まだまだ魔法で魔物を倒せる状態ではないが、魔物に攻撃をしないことには熟練度が上がっていかないらしい。
新人の魔法使いを鍛える場合、魔法使いが魔法で先制攻撃をして、護衛の冒険者が武器で倒していくのが一般的なようだ。
「今回はロジャーさんもいるので問題はないでしょう。俺も水魔法の練習をしないといけないので、今日は魔法の熟練度を上げる特訓ですね。」
そう! 俺もさっきから魔法が使えることにワクワクしている。何故なら、俺とアスカも木材店でトレントの杖をちゃっかりともらっているからだ。
ロジャーさんからの森の戦い方のレクチャーを受け、森へと入る。
「前からの攻撃は防げますが、群れの魔物や後方から奇襲をかけてくる魔物もいます。森に入っている間は油断しないようにしてください。」
森での戦い方はロジャーさんが前衛で攻撃を受け止め、残りの3人が魔法や武器で攻撃を行っていくこととなった。
「ロジャーさん、止まって。」
森を進むとすぐにアスカがロジャーさんに声をかける。
「アスカ様、何かいましたか?」
「この先にゴブリンがいるわ……音からして3~4匹かしら。」
その方角を見ると、木の陰にゴブリンが立っているのが見える。こん棒を振り回して辺りをキョロキョロしている。
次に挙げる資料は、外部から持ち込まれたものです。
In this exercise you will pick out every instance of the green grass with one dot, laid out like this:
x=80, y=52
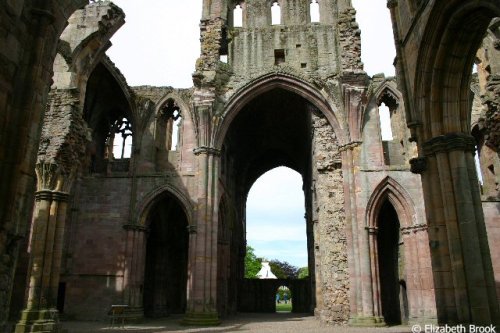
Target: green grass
x=282, y=307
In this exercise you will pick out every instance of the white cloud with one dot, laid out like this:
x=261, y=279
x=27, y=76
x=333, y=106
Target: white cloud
x=377, y=43
x=275, y=207
x=159, y=43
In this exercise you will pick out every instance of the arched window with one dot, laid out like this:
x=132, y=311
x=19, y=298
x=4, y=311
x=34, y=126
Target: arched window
x=238, y=16
x=168, y=122
x=275, y=14
x=119, y=140
x=314, y=11
x=385, y=122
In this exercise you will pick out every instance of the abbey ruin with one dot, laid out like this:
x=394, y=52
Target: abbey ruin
x=399, y=229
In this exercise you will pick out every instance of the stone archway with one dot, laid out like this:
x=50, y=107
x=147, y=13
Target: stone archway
x=401, y=278
x=281, y=121
x=436, y=84
x=166, y=258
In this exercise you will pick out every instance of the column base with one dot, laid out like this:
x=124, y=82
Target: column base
x=367, y=321
x=201, y=319
x=42, y=321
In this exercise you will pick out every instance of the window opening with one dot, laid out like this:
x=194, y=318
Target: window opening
x=314, y=11
x=275, y=14
x=120, y=139
x=279, y=56
x=171, y=115
x=283, y=299
x=478, y=167
x=385, y=122
x=238, y=17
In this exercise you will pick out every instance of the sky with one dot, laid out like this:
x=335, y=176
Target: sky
x=159, y=45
「ふむ……こんな浅いところに出てくるとは……早速、戦闘の準備を始めましょう。」
そういってロジャーさんが剣と盾をかかげる。俺も杖を構え、戦いに備える。
ふと、隣を見るとカグヤが緊張しているように顔を青くして震えている。
「カグヤ大丈夫だ。さっきの練習みたいに魔法を飛ばして、後はロジャーさんに任せよう。俺も水魔法を使ったら剣に持ち替えるよ。」
「……はい。頑張ります。」
「では、合図しますので、ディー様、アスカ様、お嬢様は魔法を使って攻撃を。近づいてくるまでは打てるだけ魔法を打ってください。近づいてくると私が声を上げながら向かっていくので、皆さんもそれに続いてきてください。」
「「「はい。」」」
俺、アスカ、カグヤの3人は杖を目の前に掲げ、ゴブリンに向かって伸ばした体制で動きを止めて合図を待つ。
張り詰めた緊張感が空間を引き延ばされ、合図が出るまでの一刻の時間がとても長く感じた。
「では……攻撃開始!」
アスカとカグヤから火の玉が、俺の杖からは水の矢じりがゴブリンめがけて飛んでいった。